Hot and Cold

I’ve finally gotten around to listening to the last installment of Dan Carlin’s “Supernova in the East” series on his Hardcore History podcast. Carlin does such a wonderful job of telling history, I recommend all of his work.

And he said something in that episode that I’ve been pushing for quite some time. He talked about making decisions in hot blood and in cold blood – that the conduct of the war for America while it was happening was hot-blooded – we made decisions to firebomb cities and target civilians. We wanted to bring Japan to her knees for what she had done to us and much of the Far East (but mostly, in our eyes, to us).  We wanted to bury them.

The war in the Pacific was brutal

And many now sit here on the other side of decades of comfort, barely understanding what it was like to have a truly barbaric and single-minded enemy on the other side of the world – an enemy who mercilessly unleashed an attack upon Americans without provocation so that they could protect their vision of East Asian dominance.

Ask the Koreans what they know about the Japanese. They have an entire museum dedicated to the Japanese occupation – complete with devices of torture – not far from where I live. Or the Chinese. Nanjing is a name synonymous with the brutal murder of hundreds of thousands at the hands of the Japanese. The wounds run deep in a people brutally subjugated for nearly half a century. I got a free cab ride out of a Chinese driver in Kunming in 2012 because the grandfather of one of the people with whom I was traveling flew supplies to the Chinese over the Himalayas in their struggle against the Japanese. 2012. Over 70 years after those events, and this cab driver tells me “No charge. His grandfather fought against the Japanese!”

Now I’m not writing this to dredge up hatred of the Japanese. I love Japan and its people – it’s an incredible place that has risen from its past to do great things. This writing is not even about that really. This is about history and context. It’s about putting ourselves in the time and understanding a bit more about the thoughts and decisions of those who lived them.  Yes, some of the things the people of the past did were wrong – and there are no excuses for those things.

But when it comes to how we conducted ourselves in the past, there are things that the people of today could never understand, and so to condemn a generation for its decisions in things like dropping atomic bombs is too near-sighted to be of any use.

The actions of the United States in the past have been despicable at times – we must own up to the obvious points of our history which reflect this. But overall, the ideals of the United States have done great good in the world, and will continue to lead (believe it or not) while the rest of the world lags. One of the greatest examples in the world comes from the people on the southern half of the Korean peninsula, who came out of that Japanese occupation and a tragic war not long after to become an economic and cultural powerhouse, built on a foundation set by the ideals of the United States.

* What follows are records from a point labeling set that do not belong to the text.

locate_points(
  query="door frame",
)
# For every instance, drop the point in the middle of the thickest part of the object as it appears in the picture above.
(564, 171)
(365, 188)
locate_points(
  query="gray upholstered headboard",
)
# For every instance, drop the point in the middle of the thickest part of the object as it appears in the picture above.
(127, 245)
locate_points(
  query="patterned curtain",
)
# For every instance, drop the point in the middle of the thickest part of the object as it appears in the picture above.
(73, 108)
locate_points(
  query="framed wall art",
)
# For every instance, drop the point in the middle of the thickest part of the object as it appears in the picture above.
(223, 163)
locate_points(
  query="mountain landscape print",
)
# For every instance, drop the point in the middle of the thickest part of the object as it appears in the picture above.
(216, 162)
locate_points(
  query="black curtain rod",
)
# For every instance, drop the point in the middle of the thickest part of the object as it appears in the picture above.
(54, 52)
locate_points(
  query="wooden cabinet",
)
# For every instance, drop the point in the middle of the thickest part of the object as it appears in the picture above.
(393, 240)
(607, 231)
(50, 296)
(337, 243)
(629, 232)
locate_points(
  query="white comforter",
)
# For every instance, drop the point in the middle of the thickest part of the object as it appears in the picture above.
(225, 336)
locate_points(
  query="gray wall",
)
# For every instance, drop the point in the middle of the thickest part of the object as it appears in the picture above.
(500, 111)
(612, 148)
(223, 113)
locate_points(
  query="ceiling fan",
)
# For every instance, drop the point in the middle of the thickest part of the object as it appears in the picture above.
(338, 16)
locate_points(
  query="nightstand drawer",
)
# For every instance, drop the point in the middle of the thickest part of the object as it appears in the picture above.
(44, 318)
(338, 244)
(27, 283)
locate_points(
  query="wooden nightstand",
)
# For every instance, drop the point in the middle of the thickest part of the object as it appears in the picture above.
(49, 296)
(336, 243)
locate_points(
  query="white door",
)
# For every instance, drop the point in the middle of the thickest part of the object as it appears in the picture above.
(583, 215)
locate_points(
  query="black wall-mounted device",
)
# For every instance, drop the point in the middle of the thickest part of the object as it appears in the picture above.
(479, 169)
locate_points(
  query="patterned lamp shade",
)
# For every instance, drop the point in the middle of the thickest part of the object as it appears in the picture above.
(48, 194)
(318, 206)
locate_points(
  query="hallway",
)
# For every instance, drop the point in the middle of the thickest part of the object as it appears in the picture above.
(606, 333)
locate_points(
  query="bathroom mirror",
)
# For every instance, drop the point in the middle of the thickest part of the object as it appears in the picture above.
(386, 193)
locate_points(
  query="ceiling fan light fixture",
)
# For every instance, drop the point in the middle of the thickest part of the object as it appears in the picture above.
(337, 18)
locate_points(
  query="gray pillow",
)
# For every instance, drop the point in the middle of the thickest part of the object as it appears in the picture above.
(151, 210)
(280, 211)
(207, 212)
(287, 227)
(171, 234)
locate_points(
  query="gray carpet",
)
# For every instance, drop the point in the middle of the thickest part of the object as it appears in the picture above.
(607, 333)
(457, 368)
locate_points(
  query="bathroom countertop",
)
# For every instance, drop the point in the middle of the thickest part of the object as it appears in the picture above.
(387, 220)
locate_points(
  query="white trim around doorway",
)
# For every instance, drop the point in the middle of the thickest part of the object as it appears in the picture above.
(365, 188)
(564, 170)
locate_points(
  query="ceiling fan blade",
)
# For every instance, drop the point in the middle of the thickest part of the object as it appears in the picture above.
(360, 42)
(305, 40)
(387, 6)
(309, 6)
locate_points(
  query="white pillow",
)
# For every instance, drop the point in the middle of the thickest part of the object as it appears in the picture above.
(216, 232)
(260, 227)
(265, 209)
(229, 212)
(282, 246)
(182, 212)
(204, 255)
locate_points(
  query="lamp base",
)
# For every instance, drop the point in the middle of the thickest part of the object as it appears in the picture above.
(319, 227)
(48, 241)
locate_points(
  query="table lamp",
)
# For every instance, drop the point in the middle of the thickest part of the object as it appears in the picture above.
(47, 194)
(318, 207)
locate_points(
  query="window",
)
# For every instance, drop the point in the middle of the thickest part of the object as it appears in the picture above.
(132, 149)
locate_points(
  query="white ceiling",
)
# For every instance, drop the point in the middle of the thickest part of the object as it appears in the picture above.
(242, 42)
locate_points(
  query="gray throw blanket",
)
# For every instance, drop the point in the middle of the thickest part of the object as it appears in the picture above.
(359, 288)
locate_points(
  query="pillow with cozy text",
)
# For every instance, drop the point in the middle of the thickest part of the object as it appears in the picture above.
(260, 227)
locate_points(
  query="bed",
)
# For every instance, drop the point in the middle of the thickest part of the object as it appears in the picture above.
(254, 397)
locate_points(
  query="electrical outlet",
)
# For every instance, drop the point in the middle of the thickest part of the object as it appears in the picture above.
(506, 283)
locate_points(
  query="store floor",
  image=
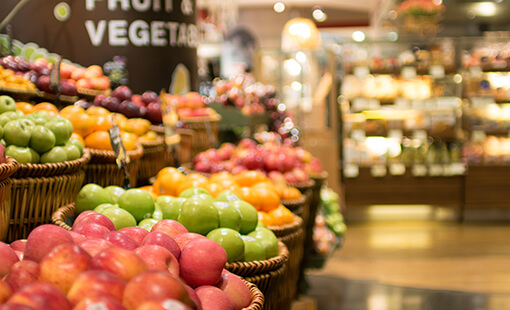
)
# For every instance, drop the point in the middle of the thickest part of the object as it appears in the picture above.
(416, 265)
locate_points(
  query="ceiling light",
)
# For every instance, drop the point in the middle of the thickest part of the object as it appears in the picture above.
(485, 9)
(279, 7)
(358, 36)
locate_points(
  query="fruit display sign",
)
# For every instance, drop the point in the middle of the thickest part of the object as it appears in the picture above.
(157, 38)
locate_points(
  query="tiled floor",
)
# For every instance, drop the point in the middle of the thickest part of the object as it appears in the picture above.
(417, 265)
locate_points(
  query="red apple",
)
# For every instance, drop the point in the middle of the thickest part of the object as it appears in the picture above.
(212, 298)
(43, 239)
(93, 217)
(235, 289)
(183, 239)
(41, 296)
(62, 265)
(158, 258)
(99, 303)
(95, 245)
(22, 273)
(7, 258)
(169, 227)
(91, 230)
(19, 245)
(94, 284)
(5, 291)
(159, 238)
(201, 262)
(120, 262)
(135, 233)
(121, 240)
(154, 286)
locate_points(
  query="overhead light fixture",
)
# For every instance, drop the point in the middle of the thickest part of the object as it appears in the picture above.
(358, 36)
(485, 9)
(279, 7)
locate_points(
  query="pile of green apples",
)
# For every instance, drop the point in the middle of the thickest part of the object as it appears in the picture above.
(37, 137)
(226, 219)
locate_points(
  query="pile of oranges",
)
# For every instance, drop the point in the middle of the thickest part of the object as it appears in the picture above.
(251, 186)
(92, 125)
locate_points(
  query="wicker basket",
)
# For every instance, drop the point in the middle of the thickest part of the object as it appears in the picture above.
(292, 235)
(205, 132)
(152, 160)
(38, 190)
(6, 170)
(103, 170)
(257, 298)
(267, 275)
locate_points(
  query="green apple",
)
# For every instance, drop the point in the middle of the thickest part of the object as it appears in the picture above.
(21, 154)
(115, 192)
(230, 216)
(170, 206)
(7, 104)
(268, 239)
(103, 206)
(147, 223)
(90, 196)
(42, 139)
(72, 151)
(137, 202)
(56, 154)
(36, 158)
(254, 250)
(73, 141)
(227, 196)
(192, 191)
(120, 217)
(198, 215)
(62, 129)
(231, 241)
(249, 216)
(17, 133)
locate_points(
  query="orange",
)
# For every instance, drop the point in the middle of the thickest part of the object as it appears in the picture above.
(281, 216)
(83, 124)
(70, 110)
(169, 182)
(265, 218)
(46, 106)
(250, 177)
(95, 110)
(129, 140)
(98, 140)
(76, 136)
(264, 199)
(24, 107)
(102, 122)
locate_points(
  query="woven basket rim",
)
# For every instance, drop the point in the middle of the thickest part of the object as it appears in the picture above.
(257, 298)
(109, 156)
(51, 169)
(271, 264)
(8, 168)
(201, 119)
(287, 229)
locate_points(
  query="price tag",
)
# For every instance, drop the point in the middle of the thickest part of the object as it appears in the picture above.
(457, 169)
(378, 171)
(437, 71)
(361, 72)
(419, 170)
(436, 170)
(351, 171)
(397, 169)
(476, 72)
(408, 73)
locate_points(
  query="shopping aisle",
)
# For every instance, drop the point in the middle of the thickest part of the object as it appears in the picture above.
(417, 265)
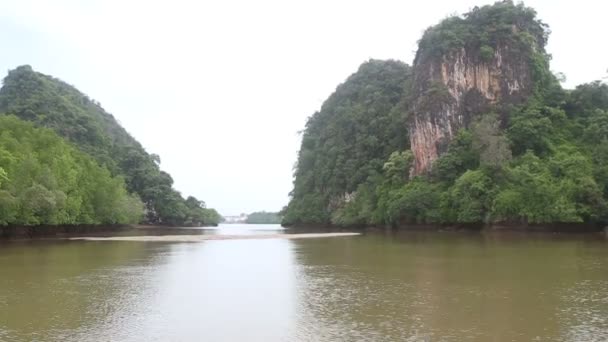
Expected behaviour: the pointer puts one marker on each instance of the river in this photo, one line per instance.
(432, 286)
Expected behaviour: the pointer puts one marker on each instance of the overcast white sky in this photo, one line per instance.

Carlin finishes his last episode of “Supernova” with some observations. We can be fairly certain that the cost in lives – both Japanese and American (and other allies) – if we had invaded the Japanese home islands would have been astronomical. Okinawa proved that to us to the tune of some 48,000 US casualties (to include 12,000 dead). Some believed the combined estimated casualty count of an invasion of the Japanese homeland could have easily exceeded one-million. So, and especially in the context of those times as we wound down a grueling two-front war that cost over 400,000 dead and over 600,000 wounded, the decision to drop the bombs was absolutely right for the people of that time.

But Carlin goes further. He claims the dropping of the bomb saved even more lives because it showed us what could happen. If we had waited until more of the world was armed with the weapon to figure out what it was like, it may have been too late for us all.

Good point.

So let me end with my typical reminder – history is complex, and unless we have actually lived it (and even if we have in some cases), we know very little that would let us judge the people of those times fairly. What we can do though is to study and learn from the times and the people in as much as we can understand them so we may approach the future with wisdom and make better decisions when the time comes.